Oral argument in the Center for Regulatory Reasonableness (CRR) v. EPA, Case No. 14-1150 (D.C. Cir.) matter has been set for October 21, 2016.

At issue is the March 25, 2013 decision of the Eighth Circuit in Iowa League of Cities v. EPA, Case No. 11-3412, which vacated US EPA’s across-the-board prohibitions on the use of mixing zones for primary contact recreation waters and “blending” for peak wet weather flows. (Additional information available here). The Eighth Circuit’s decision is important for entities that have relied on blending technology in their facilities or mixing zones in primary contact waters to meet water quality standards and clarifies that application of effluent limitations to internal treatment points is beyond the statutory authority of US EPA which is limited to promulgation of limitations for discharges of pollutants “from point sources into navigable waters.” 33 U.S.C. §1362(11). The lawsuit also involved the successful challenge of US EPA letters outlining the Agency’s blending policy and therefore has broad implications for what constitutes a challengeable agency action.

Perhaps wary of establishing unfavorable precedent, US EPA opted not to appeal that decision and invoked the doctrine of intercircuit nonacquiescence in taking the position that the Eighth Circuit’s decision applies as binding only in that circuit and would be applied on a case-by-case basis in other jurisdictions. In response, the Center for Regulatory Reasonableness—headed by the attorneys who won the Eighth Circuit appeal—filed a petition for review in the D.C. Circuit challenging correspondence outlining US EPA’s position in the wake of the decision and arguing that the Court should require the Agency to apply the Eighth Circuit’s ruling nationwide.

In particular, CRR argues in its Petitioner Brief and Reply Brief that US EPA’s unofficial policy position fails to comply with the notice and comment rulemaking requirements of the Administrative Procedure Act and allowing intercircuit nonacquiescence would run afoul of Clean Water Act’s (CWA) judicial review procedures that seek to ensure uniformity by preventing more than one circuit court from reviewing the same Agency action. In its Response Brief, US EPA argues that the Court lacks jurisdiction over CRR’s attempted challenge of Agency correspondence and that the CWA’s judicial review exclusivity provisions apply only to challenges of the sort not at issue here (i.e. those involving a “broadly published regulation following a public notice-and-comment process and with unquestionable nationwide reach”).

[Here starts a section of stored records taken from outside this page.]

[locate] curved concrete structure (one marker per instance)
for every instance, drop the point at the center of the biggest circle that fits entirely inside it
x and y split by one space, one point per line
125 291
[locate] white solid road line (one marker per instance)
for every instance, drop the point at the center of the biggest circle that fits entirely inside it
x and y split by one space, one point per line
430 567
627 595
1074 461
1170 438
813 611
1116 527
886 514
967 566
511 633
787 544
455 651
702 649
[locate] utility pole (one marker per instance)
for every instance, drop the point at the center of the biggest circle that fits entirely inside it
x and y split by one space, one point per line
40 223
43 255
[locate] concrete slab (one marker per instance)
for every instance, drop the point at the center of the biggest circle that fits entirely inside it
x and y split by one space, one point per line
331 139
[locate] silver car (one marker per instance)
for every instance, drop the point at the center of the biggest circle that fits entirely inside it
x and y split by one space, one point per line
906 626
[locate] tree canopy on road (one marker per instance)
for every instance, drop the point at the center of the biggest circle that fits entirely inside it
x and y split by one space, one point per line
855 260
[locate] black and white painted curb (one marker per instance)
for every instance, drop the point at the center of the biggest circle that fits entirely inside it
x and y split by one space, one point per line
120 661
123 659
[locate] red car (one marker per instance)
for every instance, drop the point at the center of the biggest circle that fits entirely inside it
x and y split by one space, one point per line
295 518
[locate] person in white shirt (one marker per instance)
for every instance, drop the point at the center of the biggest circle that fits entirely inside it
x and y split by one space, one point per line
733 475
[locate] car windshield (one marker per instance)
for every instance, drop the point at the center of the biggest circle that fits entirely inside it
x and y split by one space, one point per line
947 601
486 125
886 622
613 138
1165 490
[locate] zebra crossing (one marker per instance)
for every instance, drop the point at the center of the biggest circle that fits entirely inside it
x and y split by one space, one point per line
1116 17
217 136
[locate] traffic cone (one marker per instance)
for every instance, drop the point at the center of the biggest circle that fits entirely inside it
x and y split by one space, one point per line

Not surprisingly, given that the lawsuit targets US EPA’s correspondence after the Eighth Circuit’s opinion, the parties have exchanged several rounds of briefing regarding the appropriate scope of the administrative record. Most recently, CRR has argued that internal policy communications obtained through a Freedom of Information Act (FOIA) request, some of which US EPA claims were privileged and inadvertently disclosed, evidence the Agency’s lack of candor with the Court regarding its blending policy and merit sanctions. All of these issues are expected to be rolled into the upcoming oral argument.